The new WiFi-enabled system can measure the temperature and humidity in each walk-in cooler and send text alerts to the station staff and the researchers who use each cooler. The researchers will also be able to check on their seed storage coolers remotely, from their office on campus or even from home.
This system will improve the storage of critical seeds and decrease the number of headaches the research station staff have to handle.
Having internet at the station’s shop has also made it much easier for the mechanic to order parts, Herring said. Also, the improved internet network has made it much easier for the research station staff to sign in and out of WolfTime to track their hours.

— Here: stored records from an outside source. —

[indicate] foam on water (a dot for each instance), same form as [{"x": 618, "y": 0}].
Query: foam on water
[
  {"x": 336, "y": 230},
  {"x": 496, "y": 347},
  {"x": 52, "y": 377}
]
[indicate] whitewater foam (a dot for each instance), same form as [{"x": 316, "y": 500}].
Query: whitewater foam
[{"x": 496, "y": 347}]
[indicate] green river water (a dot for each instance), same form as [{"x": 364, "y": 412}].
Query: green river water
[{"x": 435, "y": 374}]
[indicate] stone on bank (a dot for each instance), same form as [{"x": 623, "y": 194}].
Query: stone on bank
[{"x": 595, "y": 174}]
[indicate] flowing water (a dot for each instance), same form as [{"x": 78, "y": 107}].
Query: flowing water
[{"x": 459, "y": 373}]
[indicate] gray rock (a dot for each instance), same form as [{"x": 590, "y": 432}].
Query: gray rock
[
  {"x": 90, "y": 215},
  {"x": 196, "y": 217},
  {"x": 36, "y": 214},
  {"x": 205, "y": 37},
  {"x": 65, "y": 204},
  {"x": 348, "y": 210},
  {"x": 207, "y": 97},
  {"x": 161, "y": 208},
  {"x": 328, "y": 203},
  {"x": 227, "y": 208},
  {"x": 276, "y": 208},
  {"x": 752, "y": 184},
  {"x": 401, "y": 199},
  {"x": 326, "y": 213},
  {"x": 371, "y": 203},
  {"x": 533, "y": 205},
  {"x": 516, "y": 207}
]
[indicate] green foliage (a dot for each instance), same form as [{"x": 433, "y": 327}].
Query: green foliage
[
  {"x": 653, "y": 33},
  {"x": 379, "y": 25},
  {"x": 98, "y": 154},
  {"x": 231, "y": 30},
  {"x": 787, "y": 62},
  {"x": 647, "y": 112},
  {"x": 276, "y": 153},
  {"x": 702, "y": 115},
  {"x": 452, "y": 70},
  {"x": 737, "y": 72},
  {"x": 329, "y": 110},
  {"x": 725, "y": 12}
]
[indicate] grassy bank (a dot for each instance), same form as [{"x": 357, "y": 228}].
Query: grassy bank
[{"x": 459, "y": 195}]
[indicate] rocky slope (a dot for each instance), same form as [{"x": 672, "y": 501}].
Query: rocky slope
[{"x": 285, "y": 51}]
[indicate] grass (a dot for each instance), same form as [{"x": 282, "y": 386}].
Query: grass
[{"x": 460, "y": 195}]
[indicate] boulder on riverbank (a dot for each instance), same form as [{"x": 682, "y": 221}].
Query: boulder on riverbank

“One of our big hopes from the research station side is that we can get recordkeeping software in place that is compatible with our technology-enabled equipment so that every time we go into a field, whatever we do is recorded and goes straight into a recordkeeping software,” Herring said. “Currently crop managers spend several weeks each winter just transferring field notes and field application data into our permanent record. If we can get all that transfer and more done electronically, then the researchers can have their data in a more timely manner, which means they can get their information on the results of their trials to the farmers more quickly.”